住宅型有料老人ホーム・サ高住でも面倒見と条件は施設によってこんなにマチマチ
2017/08/31
老人ホームは、住宅型有料老人ホーム、サービス付高齢者向け住宅、グループホーム、ケアハウス、老健、特別養護老人ホームなど様々な「くくり」があります。
病気になってもホームを出されることなく、気に入った施設に死ぬまで居たいと思っても、ホームの種類やサービス内容によってはホームを退去しなくてはいけないケースがあります。
施設の「くくり」によって「ルール」が鮮明に分かれていればよいのですが、最近、特にこの線引きがあいまいになってきています。
老人ホームのくくり
老人ホームと言われる中には、「介護付有料老人ホーム」と「住宅型有料老人ホーム」があります。
その他には、「サービス付き高齢者向け住宅(サ高住)」もそうですね。

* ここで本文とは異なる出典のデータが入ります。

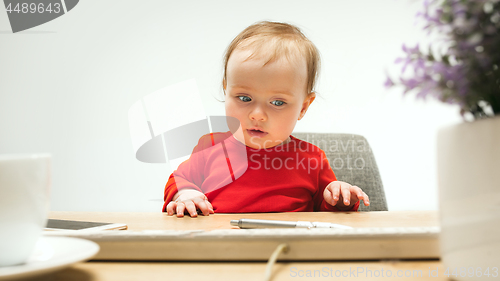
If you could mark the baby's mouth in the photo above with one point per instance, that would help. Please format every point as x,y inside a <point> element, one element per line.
<point>257,133</point>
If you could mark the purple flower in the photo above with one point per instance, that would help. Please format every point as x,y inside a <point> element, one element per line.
<point>467,73</point>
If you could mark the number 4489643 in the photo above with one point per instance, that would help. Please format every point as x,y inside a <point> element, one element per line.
<point>34,8</point>
<point>472,272</point>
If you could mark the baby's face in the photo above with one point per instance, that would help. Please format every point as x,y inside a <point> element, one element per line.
<point>267,100</point>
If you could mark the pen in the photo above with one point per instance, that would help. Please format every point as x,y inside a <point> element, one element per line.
<point>252,223</point>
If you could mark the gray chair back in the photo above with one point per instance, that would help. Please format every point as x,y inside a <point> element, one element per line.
<point>352,161</point>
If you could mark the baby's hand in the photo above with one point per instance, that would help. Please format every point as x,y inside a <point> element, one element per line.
<point>189,200</point>
<point>344,195</point>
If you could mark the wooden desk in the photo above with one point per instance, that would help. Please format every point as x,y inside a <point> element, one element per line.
<point>352,270</point>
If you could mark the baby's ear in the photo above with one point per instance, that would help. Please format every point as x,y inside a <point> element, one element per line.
<point>307,102</point>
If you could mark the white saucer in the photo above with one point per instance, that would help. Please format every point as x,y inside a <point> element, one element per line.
<point>51,254</point>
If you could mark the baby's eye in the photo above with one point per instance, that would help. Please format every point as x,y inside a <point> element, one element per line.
<point>278,102</point>
<point>244,98</point>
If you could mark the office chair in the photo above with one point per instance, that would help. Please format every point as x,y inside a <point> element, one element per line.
<point>352,161</point>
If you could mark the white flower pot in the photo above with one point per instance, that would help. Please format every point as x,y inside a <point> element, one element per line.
<point>469,198</point>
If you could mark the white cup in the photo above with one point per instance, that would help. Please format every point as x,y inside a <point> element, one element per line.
<point>24,204</point>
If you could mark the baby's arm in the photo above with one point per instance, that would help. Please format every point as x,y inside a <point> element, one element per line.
<point>189,200</point>
<point>344,195</point>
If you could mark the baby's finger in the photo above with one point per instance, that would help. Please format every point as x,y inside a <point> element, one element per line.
<point>346,194</point>
<point>335,188</point>
<point>191,208</point>
<point>171,207</point>
<point>328,196</point>
<point>200,203</point>
<point>210,207</point>
<point>366,200</point>
<point>180,209</point>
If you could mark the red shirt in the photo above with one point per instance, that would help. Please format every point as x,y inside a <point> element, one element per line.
<point>239,179</point>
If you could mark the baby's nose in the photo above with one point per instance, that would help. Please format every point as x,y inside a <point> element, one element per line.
<point>258,114</point>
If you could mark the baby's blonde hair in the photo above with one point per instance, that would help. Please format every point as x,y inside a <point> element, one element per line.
<point>276,40</point>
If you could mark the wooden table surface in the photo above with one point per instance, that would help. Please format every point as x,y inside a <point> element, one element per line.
<point>241,271</point>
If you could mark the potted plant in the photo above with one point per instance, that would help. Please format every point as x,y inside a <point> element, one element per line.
<point>463,69</point>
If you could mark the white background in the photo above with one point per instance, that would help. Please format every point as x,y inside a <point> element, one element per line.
<point>66,87</point>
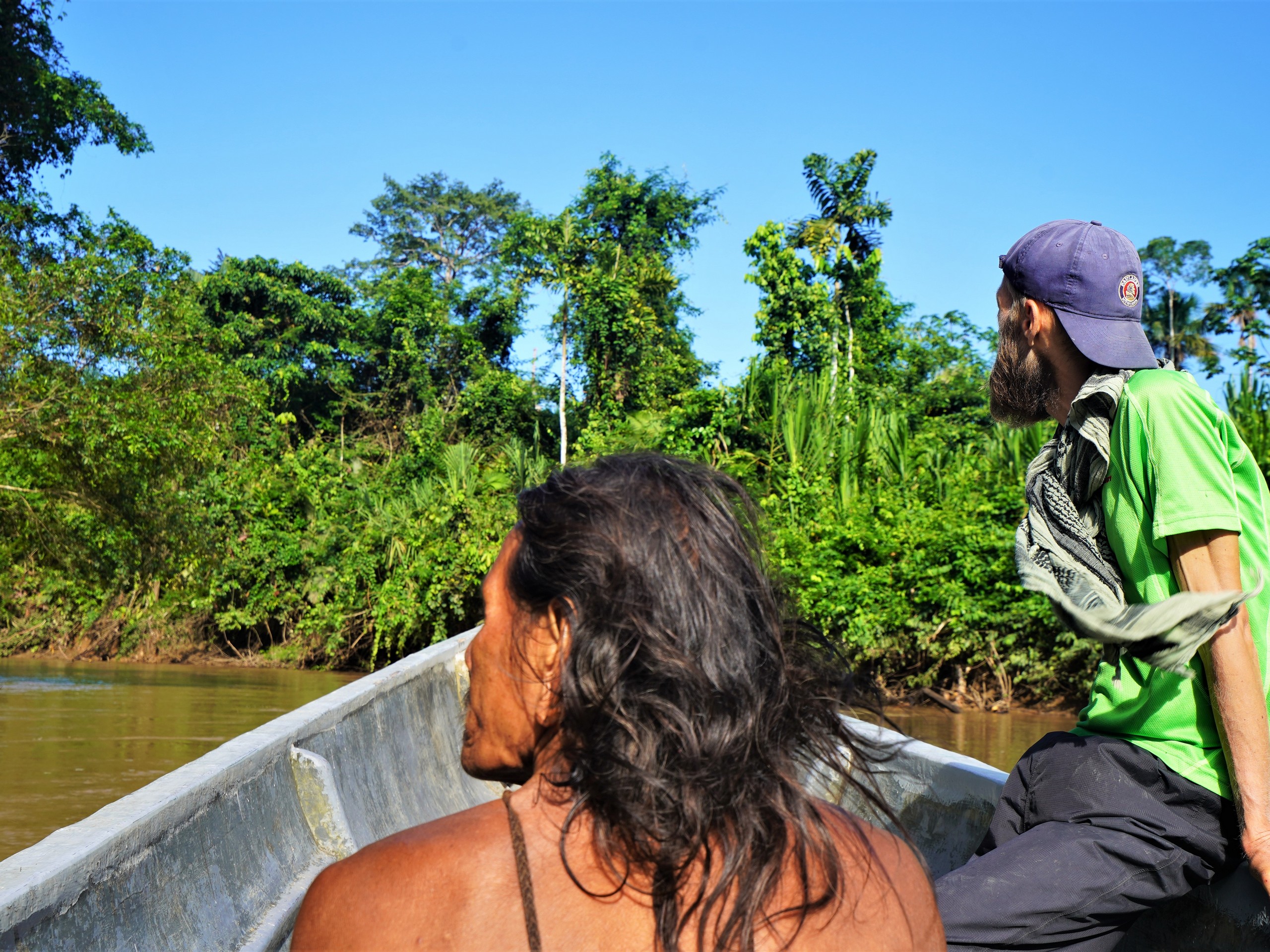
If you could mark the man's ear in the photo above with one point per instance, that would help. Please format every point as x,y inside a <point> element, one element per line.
<point>1034,320</point>
<point>557,638</point>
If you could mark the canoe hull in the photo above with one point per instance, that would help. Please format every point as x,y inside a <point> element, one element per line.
<point>219,853</point>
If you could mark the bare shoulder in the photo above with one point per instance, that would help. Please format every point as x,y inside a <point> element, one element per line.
<point>374,899</point>
<point>889,901</point>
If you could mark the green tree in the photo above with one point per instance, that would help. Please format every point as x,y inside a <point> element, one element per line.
<point>1245,302</point>
<point>1175,327</point>
<point>112,413</point>
<point>553,253</point>
<point>611,255</point>
<point>437,224</point>
<point>795,318</point>
<point>629,315</point>
<point>289,325</point>
<point>842,238</point>
<point>49,111</point>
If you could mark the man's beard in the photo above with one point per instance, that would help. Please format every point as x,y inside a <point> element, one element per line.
<point>1023,382</point>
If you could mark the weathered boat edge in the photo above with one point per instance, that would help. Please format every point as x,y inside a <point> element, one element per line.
<point>219,853</point>
<point>49,878</point>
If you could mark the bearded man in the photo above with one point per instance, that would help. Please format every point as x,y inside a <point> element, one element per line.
<point>1147,530</point>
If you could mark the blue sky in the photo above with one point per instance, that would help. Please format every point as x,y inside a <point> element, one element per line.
<point>275,122</point>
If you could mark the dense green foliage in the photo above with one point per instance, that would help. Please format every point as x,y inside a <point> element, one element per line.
<point>318,466</point>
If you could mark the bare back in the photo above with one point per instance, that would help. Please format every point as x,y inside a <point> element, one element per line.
<point>452,885</point>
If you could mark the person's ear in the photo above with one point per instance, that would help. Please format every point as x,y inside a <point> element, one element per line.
<point>1033,320</point>
<point>557,635</point>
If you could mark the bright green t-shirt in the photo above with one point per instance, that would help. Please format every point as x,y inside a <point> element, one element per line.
<point>1178,465</point>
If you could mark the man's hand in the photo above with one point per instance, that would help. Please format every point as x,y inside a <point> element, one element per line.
<point>1209,561</point>
<point>1258,851</point>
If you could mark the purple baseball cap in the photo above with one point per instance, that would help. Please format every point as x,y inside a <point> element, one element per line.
<point>1091,276</point>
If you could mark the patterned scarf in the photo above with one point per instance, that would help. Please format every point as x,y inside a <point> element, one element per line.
<point>1062,550</point>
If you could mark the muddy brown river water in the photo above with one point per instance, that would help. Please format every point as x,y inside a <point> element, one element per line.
<point>75,737</point>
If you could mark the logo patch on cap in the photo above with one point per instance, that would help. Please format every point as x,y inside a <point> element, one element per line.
<point>1130,290</point>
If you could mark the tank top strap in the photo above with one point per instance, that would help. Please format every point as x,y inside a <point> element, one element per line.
<point>522,875</point>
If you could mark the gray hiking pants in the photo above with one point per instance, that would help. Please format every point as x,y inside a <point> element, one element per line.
<point>1089,834</point>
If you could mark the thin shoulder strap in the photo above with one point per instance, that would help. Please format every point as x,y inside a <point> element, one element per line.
<point>522,875</point>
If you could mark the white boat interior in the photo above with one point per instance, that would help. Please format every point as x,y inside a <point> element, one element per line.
<point>218,855</point>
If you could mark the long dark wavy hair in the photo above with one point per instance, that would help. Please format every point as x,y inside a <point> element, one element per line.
<point>693,710</point>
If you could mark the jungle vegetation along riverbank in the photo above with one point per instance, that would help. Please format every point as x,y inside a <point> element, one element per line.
<point>318,465</point>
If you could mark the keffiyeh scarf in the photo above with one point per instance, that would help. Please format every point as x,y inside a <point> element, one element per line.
<point>1062,549</point>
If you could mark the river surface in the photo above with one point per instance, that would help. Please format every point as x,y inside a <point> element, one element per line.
<point>75,737</point>
<point>996,739</point>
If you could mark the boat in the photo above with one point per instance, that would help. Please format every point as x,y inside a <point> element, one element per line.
<point>219,853</point>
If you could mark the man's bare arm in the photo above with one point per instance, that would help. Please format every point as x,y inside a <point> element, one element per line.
<point>1209,561</point>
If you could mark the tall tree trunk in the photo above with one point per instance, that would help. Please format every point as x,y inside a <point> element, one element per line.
<point>1173,341</point>
<point>564,371</point>
<point>851,353</point>
<point>833,342</point>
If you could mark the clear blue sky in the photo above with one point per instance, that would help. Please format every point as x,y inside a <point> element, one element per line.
<point>273,123</point>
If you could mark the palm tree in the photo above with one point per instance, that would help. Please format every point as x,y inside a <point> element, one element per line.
<point>841,235</point>
<point>1165,262</point>
<point>1176,324</point>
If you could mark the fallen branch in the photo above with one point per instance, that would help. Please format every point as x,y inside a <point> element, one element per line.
<point>940,700</point>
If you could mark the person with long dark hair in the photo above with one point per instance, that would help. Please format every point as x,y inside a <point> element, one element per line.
<point>636,676</point>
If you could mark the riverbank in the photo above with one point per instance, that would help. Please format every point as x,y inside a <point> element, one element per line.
<point>207,653</point>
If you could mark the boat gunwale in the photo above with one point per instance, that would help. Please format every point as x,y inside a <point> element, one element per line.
<point>51,875</point>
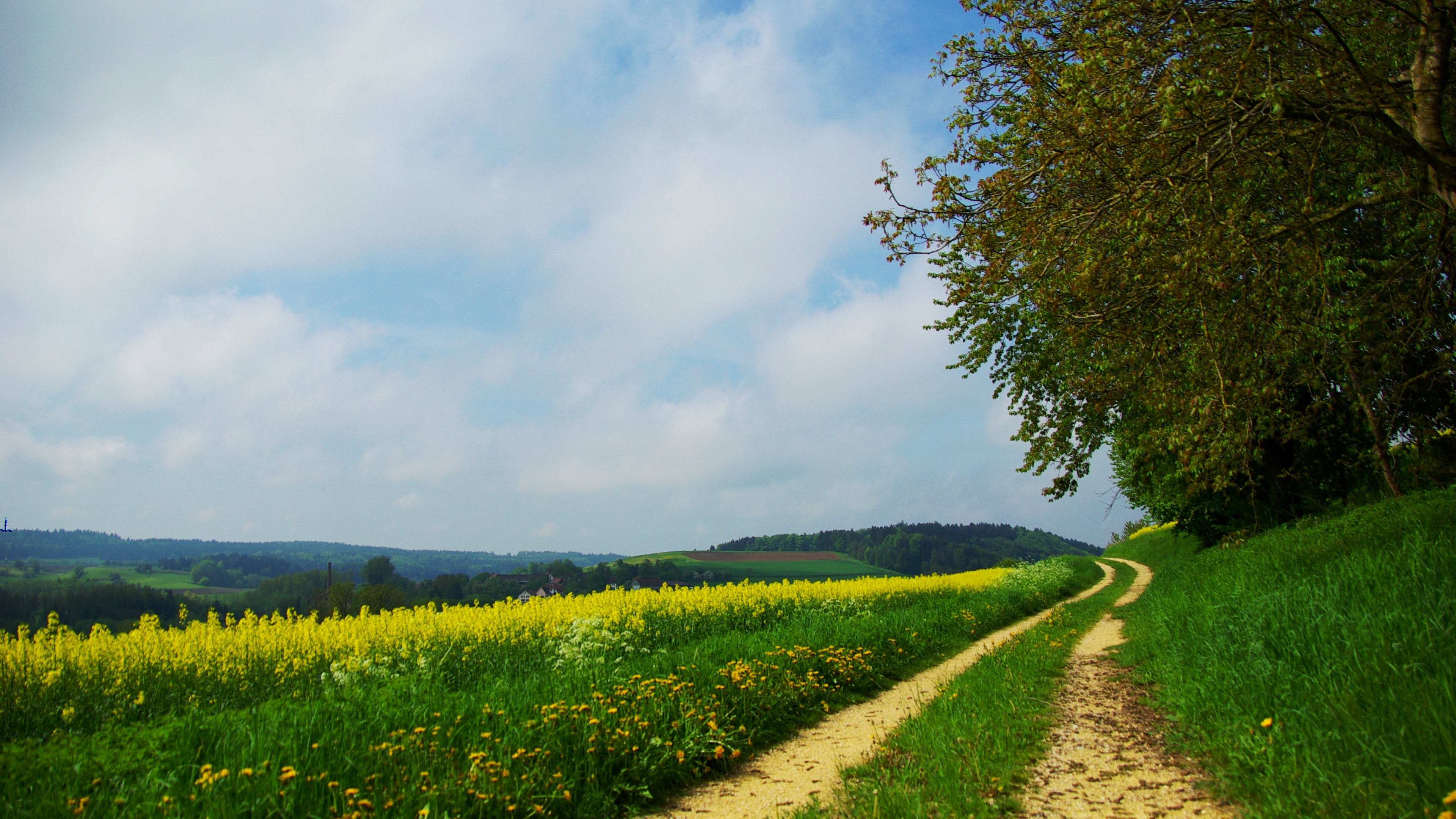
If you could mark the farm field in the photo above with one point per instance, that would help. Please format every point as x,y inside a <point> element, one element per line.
<point>590,706</point>
<point>158,579</point>
<point>772,566</point>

(※食事の提供やデイサービス併設など行う施設が増えたため、厚生労働省は、2015年7月から「サ高住」を有料老人ホームの一種として位置づけています)
老人ホーム | 概 要 |
介護付有料老人ホーム | 介護保険法に基づいた介護事業指定を受けた介護施設 |
住宅型有料老人ホーム | 外部の介護サービスを利用する介護施設とされていますが、デイサービスを併設している施設が増えているため、介護型老人ホームと同じくくりになりつつあります。 |
サービス付き高齢者向け住宅(サ高住) | かつては、高齢者向けの設備やサービスがつけられた賃貸住宅でしたが、デイサービスなどを併設した「介護型老人ホーム」としての運営が増えています。 |
最近の「住宅型有料老人ホーム」は、居住者により良いサービスを提供するためデイサービスを併設している所が多く、入浴など身の回りの世話はデイサービスで済ますことができます。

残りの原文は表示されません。